From 2002 to 2008, BNPP was the primary foreign bank of the Sudanese government. During this time, Sudanese government forces and its militia called the Janjaweed were engaged in an armed conflict with rebel groups. They systematically targeted civilians belonging to the same non-Arab ethnic groups as the rebels (particularly the Masalit, Fur and Zaghawa), in Darfur and other areas. Government forces and allied militia killed, tortured, detained, forcibly displaced, raped and assaulted tens of thousands of civilians.
These crimes, said to amount to genocide and crimes against humanity, were allegedly facilitated by BNPP through its provision of credit facilities, access to foreign financial markets and petrol exports to the Sudanese government. This alleged responsibility is compounded by the fact that Sudan was subject to sanctions from the United Nations, the European Union and individual States, increasing the government’s reliance on the services provided by BNPP.

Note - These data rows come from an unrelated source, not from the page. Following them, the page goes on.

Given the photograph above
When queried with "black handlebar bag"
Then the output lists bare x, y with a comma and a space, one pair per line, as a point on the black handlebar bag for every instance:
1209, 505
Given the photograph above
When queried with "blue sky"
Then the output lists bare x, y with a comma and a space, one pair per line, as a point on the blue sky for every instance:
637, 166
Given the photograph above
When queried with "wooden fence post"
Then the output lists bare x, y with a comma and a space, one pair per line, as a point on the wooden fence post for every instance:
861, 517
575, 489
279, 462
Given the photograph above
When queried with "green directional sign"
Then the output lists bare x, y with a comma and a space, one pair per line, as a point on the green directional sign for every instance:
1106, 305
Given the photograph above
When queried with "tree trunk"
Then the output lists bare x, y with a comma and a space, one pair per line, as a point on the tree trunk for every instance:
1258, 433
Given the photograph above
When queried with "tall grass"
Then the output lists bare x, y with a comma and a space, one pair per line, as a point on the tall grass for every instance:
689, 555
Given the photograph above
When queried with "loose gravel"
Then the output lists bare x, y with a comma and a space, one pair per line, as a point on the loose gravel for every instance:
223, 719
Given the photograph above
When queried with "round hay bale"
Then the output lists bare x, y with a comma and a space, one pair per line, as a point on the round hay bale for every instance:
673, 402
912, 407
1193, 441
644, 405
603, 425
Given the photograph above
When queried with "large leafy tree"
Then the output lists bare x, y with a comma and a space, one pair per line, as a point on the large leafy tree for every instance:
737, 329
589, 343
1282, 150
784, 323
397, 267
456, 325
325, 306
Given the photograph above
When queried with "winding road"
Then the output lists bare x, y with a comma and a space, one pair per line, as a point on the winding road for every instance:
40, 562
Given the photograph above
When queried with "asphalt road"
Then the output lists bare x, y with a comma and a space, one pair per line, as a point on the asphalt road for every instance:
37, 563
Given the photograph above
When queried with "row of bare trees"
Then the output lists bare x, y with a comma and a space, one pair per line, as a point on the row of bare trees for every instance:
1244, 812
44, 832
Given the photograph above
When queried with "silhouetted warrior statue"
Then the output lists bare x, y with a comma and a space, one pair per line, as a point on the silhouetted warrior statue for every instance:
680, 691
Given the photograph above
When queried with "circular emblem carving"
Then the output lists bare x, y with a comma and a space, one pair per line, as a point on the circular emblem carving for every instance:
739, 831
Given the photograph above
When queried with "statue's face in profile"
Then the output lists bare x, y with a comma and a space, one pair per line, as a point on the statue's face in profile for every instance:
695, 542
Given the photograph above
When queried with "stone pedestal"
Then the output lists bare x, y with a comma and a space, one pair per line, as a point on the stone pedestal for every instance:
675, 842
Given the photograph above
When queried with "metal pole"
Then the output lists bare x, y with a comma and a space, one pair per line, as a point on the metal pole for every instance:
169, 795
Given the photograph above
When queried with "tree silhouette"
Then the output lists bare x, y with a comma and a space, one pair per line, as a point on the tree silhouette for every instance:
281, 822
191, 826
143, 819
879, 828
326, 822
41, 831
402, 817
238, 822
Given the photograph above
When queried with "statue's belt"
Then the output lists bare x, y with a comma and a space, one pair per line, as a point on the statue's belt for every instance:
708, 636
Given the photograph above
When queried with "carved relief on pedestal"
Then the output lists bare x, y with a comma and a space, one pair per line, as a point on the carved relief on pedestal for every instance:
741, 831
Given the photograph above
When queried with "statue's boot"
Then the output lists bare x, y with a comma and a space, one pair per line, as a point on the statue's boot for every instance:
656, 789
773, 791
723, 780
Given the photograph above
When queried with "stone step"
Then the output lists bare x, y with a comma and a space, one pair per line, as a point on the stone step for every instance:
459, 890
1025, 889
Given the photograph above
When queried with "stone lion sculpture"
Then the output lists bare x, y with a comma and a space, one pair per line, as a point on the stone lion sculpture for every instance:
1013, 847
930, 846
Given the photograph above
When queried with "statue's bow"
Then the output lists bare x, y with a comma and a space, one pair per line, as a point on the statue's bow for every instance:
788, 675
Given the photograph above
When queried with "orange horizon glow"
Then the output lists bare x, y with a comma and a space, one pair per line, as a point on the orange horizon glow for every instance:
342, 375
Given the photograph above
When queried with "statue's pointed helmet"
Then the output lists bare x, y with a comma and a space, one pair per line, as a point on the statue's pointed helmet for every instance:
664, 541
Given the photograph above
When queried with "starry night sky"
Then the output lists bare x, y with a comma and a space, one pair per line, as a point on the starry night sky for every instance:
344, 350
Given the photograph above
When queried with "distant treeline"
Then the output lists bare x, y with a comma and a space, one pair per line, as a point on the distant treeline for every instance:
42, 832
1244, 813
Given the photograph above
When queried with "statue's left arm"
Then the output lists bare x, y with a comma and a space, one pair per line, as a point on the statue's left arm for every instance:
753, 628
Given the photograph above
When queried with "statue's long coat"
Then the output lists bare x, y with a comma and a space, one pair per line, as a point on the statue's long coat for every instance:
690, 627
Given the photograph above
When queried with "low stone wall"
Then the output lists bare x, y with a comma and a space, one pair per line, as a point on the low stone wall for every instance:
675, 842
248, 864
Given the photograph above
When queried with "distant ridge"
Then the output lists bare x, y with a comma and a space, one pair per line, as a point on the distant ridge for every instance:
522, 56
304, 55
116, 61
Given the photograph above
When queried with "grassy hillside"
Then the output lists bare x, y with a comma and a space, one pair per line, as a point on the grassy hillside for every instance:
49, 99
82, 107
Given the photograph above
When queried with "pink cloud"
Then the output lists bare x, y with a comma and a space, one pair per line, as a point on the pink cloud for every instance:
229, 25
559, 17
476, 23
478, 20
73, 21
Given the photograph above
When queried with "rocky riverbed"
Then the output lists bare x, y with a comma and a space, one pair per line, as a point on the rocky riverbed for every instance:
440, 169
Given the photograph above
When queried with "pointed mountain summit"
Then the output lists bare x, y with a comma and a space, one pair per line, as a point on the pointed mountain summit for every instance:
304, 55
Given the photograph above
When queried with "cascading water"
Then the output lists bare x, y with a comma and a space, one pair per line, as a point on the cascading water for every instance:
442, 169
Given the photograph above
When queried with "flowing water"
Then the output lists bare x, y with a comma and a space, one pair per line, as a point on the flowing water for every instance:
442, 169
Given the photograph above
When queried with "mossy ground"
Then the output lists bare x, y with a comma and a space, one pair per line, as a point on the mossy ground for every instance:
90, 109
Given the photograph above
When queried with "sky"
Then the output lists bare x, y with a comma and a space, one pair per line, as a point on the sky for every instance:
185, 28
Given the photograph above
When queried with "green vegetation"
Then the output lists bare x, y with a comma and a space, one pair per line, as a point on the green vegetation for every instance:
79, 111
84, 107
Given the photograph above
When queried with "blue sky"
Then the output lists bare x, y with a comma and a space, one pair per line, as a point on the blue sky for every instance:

On 26 September 2019, nine Sudanese victims, supported by the International Federation for Human Rights and Project Expedite Justice, filed a criminal complaint against BNPP before the investigative judges of the Paris Tribunal. The complaint alleges that by providing banking services to the Sudanese government while Sudan was subject to international sanctions for committing crimes against its civilians, the bank and its senior staff became complicit in these crimes.
On 26 August 2020, a judicial investigation was opened into BNPP’s alleged role in mass atrocities in Sudan before the French Anti-terrorist Prosecution Office.
In 2021, the investigative judges summoned the Sudanese victims admitted as civil parties in the case for a hearing.